Today we swim in a world awash with video formats; so many frame sizes, frame rates, data rates, file sizes, compression algorithms. Terminology gets used and repurposed so much that it’s easy to lose track of what it means. There are some actual standards behind video formats, as well a lot of fudging around the edges as things constantly change.
This is not intended as a history lesson, but it’s important to remember that television as a viable form of media goes back to around the 1940s–less than 100 years of advancing technology. For most of that time “television” meant programs created by a few major broadcast networks (plus local stations) and sent over the air to viewers at home.
That model shifted in various ways with the advent of “cable” and satellite delivery, but changes happened relatively slowly and the underlying technical concepts were fairly stable. What’s now known as “standard definition” (SD) video was the only video for 50+ years. One frame rate, one frame size, analog and eventually digital. But massive changes, driven by technology, culture and business, have remade the landscape.
How much history do we need?
Some things, like the CRT (cathode-ray tube) television/monitor, are pretty much gone for good, but other “legacy” concepts persist. These three still affect how we deal with video: Standard definition, fractional frame rates, and interlace.
In the US, and a few other countries, television was standardized to scan down 525 horizontal lines every frame. The frames updated at 30 per second, which is related directly to the 60Hz frequency of the US power grid (television in Europe and most other countries has frame rates related to 50Hz power). The terms NTSC and PAL are often used as shorthand for TV based on 60Hz or 50Hz, respectively, though those terms actually refer to how color was encoded in each system (which is mostly irrelevant now).
Outside of special cases, this was video until about 2009, when the “DTV Transition” brought HDTV to the public. It also changed over-the-air broadcasting from analog to digital, but that’s another story. Today we deal mostly in HD formats, but standard def is still around, mainly because huge amounts of older programming are still in use.
In the US, color was added to the original black and white television signal as an “overlay” of sorts, and the frame rate was changed to 29.97fps (the reasons would require another article). It’s still 30 complete frames, but runs slightly slower than the power line frequency. Most, but not all, equipment today will operate at both 29.97 (fractional) or 30 (integer) frame rates, but in the world of broadcasting everything is still fractional. Again, this has much to do with all the old content that’s still around.
So does it matter? If video is going to a traditional broadcast outlet, probably yes. Fractional may also be required for content delivered to other entities. But within self-contained video systems–office, conference, education, entertainment–it really doesn’t matter and, in fact, using integer frame rates means that the frame count of a recording will match real time. (Compensating for the frame count difference between 29.97 and 30 is the reason for “drop-frame” timecode.)

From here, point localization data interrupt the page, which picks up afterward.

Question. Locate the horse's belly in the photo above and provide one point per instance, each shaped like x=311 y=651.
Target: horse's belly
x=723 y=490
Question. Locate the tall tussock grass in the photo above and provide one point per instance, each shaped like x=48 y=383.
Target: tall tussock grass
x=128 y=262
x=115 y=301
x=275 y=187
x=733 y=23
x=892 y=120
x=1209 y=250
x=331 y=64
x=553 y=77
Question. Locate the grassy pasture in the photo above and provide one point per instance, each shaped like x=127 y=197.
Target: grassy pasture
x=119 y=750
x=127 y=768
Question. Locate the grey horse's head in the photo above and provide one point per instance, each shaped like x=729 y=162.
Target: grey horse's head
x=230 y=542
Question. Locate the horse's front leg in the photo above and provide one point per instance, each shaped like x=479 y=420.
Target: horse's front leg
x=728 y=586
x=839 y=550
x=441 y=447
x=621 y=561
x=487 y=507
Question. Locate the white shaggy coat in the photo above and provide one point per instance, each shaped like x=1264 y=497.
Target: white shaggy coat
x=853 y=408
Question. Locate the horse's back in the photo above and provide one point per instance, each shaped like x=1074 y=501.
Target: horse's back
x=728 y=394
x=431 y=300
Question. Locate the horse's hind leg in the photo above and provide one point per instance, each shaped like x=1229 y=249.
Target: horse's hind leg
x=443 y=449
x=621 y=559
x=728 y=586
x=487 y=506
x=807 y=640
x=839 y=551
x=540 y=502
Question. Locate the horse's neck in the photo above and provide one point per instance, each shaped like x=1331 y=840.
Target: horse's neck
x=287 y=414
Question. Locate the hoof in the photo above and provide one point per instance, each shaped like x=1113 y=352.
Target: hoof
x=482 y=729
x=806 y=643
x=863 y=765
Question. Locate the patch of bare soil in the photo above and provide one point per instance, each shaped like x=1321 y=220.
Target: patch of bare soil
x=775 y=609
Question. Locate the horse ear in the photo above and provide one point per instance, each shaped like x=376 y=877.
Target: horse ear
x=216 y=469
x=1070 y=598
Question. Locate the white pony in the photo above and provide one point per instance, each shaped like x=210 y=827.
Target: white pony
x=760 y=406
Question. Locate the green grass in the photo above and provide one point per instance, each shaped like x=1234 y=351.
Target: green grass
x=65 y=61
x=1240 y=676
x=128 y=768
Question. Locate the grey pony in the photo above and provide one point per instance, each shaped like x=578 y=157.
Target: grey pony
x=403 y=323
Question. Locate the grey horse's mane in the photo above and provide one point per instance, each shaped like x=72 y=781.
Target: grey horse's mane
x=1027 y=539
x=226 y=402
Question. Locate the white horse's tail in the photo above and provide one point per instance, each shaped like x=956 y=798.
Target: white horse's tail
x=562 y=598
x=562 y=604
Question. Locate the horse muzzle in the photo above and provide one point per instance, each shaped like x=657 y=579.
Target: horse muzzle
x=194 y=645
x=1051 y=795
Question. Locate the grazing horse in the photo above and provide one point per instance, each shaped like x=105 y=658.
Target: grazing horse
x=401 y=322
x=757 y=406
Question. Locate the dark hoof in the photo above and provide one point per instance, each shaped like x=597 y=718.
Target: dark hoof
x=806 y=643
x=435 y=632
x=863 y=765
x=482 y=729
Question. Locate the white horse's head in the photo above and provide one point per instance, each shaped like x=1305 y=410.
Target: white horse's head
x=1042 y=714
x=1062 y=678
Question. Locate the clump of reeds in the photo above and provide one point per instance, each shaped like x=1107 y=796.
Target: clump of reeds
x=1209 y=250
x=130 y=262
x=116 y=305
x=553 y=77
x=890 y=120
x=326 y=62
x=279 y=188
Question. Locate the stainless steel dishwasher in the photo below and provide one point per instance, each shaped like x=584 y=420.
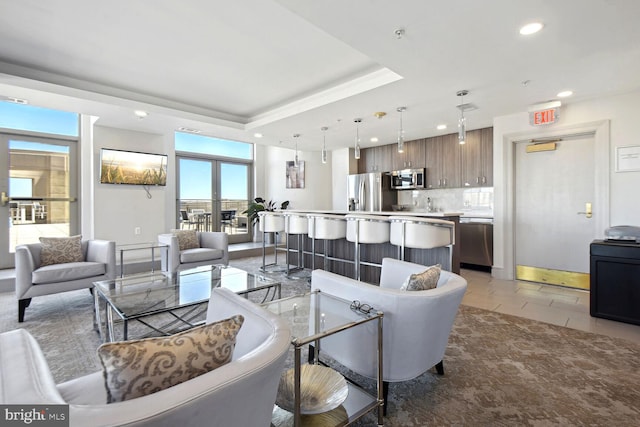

Lastly, there’s interlace. Going back to standard def, it turns out that scanning all 525 lines in 1/30 of a second could cause noticeable flicker for the viewer. The fix was to scan all the odd lines, then the even lines, as two fields per frame (60 fields per second). The phosphor coating of a CRT monitor would continue to glow long enough that the interleaved lines appeared continuous, thus effectively doubling the refresh rate. A little trick of the human visual system.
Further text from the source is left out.